“Then your father and Kremen are the main, the only objects in life for you?”
“True. But I can help little, since I know little of anything.”
“Your father, Kremen, and nothing more,” repeated Pan Stanislav.
A moment of silence came, after which Marynia asked Pan Stanislav if he would go to the garden. They went, and soon found themselves at the edge of the pond. Pan Stanislav, who, while abroad, had been a member of various sporting clubs, pushed to the water’s edge the boat, which Gantovski could not manage; but it turned out that the boat was leaky, and that they could not row in it.
“This is a case of my management,” said Marynia, laughing; “there is a leak everywhere.
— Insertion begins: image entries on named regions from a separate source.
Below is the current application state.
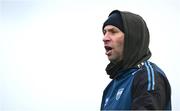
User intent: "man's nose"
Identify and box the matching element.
[103,33,110,42]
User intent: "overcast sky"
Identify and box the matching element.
[0,0,180,111]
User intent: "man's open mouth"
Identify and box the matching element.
[104,46,112,55]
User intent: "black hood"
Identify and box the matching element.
[106,10,151,79]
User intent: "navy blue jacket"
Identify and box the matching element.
[101,61,171,110]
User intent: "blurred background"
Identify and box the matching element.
[0,0,180,111]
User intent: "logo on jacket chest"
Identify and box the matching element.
[116,88,124,100]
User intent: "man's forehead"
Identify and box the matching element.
[104,25,119,30]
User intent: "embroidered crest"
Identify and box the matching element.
[116,88,124,100]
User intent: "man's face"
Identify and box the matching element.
[103,25,124,62]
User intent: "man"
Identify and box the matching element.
[101,10,171,110]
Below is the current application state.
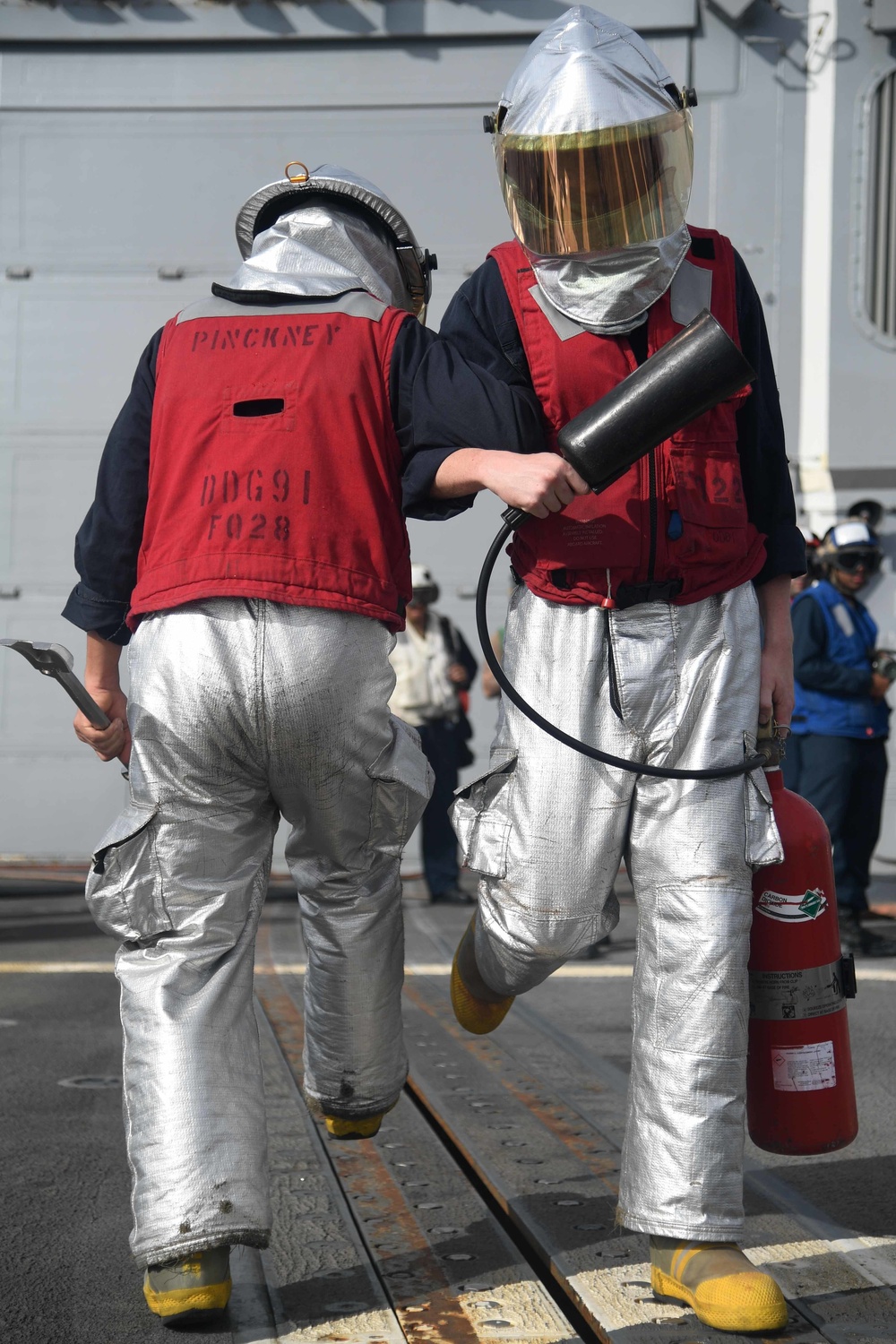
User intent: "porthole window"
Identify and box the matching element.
[861,70,896,344]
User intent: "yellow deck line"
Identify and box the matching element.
[0,961,896,984]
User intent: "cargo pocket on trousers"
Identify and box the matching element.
[452,754,516,878]
[84,803,172,943]
[366,717,434,857]
[745,769,785,873]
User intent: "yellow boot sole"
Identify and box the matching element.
[650,1265,788,1333]
[143,1277,232,1320]
[452,952,514,1037]
[323,1110,385,1139]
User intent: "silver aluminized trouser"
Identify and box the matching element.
[452,583,782,1241]
[87,599,431,1263]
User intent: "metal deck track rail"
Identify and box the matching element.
[258,929,578,1344]
[256,909,896,1344]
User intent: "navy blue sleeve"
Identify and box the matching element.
[62,331,161,644]
[735,253,806,585]
[439,257,535,395]
[791,597,871,696]
[390,319,546,519]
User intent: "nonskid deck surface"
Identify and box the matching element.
[0,883,896,1344]
[246,902,896,1344]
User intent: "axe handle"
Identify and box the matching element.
[51,672,111,728]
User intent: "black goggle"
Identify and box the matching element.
[834,551,882,574]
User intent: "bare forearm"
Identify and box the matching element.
[756,574,794,728]
[430,448,494,500]
[756,574,794,650]
[84,631,121,691]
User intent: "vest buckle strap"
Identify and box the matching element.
[613,580,684,612]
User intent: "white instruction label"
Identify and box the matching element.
[771,1040,837,1091]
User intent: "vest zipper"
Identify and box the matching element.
[648,448,659,583]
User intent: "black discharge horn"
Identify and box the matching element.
[476,309,772,780]
[503,309,756,529]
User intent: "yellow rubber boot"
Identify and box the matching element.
[323,1110,385,1139]
[650,1236,788,1332]
[143,1246,231,1327]
[317,1098,398,1139]
[452,916,514,1037]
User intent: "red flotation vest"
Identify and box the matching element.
[490,228,764,605]
[127,293,411,631]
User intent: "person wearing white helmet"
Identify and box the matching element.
[421,5,805,1331]
[65,164,586,1325]
[390,564,477,905]
[783,518,896,956]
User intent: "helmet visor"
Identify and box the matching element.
[495,110,694,257]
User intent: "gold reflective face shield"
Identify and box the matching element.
[495,110,694,257]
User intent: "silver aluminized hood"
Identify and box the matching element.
[229,164,436,316]
[495,5,692,335]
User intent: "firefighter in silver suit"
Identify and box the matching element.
[65,164,584,1325]
[434,7,804,1331]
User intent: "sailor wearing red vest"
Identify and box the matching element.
[426,7,804,1331]
[65,166,587,1322]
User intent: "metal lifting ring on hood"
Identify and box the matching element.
[237,163,438,316]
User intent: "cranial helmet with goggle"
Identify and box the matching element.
[237,161,438,317]
[484,5,697,258]
[818,519,884,575]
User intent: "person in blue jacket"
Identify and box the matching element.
[785,519,891,953]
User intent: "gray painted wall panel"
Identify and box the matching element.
[0,107,509,280]
[0,43,531,110]
[831,5,896,468]
[0,0,697,42]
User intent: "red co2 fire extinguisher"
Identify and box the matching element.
[747,769,858,1155]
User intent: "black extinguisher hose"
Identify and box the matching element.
[476,510,769,780]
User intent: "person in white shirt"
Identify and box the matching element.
[390,564,477,905]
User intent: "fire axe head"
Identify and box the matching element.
[0,640,111,728]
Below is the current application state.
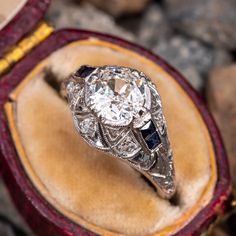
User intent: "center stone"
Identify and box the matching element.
[87,67,151,125]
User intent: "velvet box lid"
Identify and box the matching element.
[0,0,231,235]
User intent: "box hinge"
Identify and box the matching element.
[0,22,54,76]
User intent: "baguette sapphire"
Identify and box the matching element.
[140,120,161,150]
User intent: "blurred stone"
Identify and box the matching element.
[47,0,134,40]
[208,226,230,236]
[0,179,32,236]
[153,35,231,91]
[138,3,172,48]
[207,64,236,188]
[83,0,149,16]
[165,0,236,49]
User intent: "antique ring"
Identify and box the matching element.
[65,66,176,199]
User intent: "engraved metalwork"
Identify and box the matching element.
[66,66,176,199]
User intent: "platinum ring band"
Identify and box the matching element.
[65,66,176,199]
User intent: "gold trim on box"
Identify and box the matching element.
[0,22,54,76]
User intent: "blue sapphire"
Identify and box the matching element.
[140,120,161,150]
[75,66,96,78]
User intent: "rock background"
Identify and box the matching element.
[0,0,236,236]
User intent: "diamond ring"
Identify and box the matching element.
[65,66,176,199]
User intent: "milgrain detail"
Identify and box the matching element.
[65,66,175,198]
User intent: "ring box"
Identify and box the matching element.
[0,0,232,236]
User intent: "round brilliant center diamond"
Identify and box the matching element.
[86,67,151,125]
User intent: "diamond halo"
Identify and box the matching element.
[67,66,175,198]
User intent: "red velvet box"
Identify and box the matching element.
[0,0,231,236]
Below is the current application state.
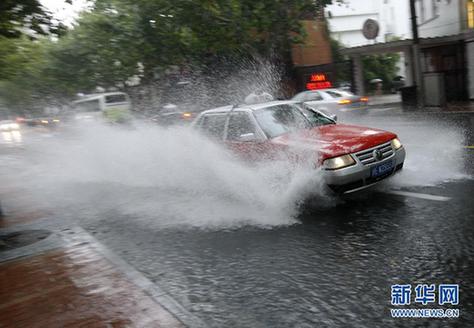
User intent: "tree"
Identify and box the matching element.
[0,0,68,38]
[362,53,400,90]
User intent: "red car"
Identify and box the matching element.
[193,101,405,193]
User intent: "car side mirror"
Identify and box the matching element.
[237,132,256,142]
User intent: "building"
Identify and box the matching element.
[336,0,474,106]
[325,0,411,76]
[325,0,411,47]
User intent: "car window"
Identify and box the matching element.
[199,114,227,139]
[227,112,256,141]
[325,90,342,98]
[295,105,335,126]
[305,92,323,101]
[292,92,307,101]
[74,99,100,112]
[105,94,127,104]
[254,105,311,138]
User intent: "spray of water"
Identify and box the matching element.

And I know not how to find an excuse, since the pond and the garden belong to me only. But before it is launched I will have the boat mended.”
“As I live, it is the same boat in which I was forbidden to sail when a boy.”
“Quite possibly. Have you not noticed that things change less by far, and last longer than people? At times it is sad to think of this.”
“Let us hope to last longer than this moss-covered boat, which is as water-soaked as a sponge. If this is the boat of my childhood, I have no luck with it. In old times I was not permitted to sail in it, and now I have hurt my hand with some rusty nail.”
Saying this, he drew out his handkerchief and began to wind it around a finger of his right hand, with his left hand, but so awkwardly that Marynia said,—
“You cannot manage it; you need help;” and she began to bind up his hand, which he twisted a little so as to increase the difficulty of her task, since it was pleasant for him to feel her delicate fingers touching his. She saw that he was hindering her, and glanced at him; but the moment their eyes met, she understood the reason, and, blushing, bent down as if tying more carefully. Pan Stanislav felt her near him, he felt the warmth coming from her, and his heart beat more quickly.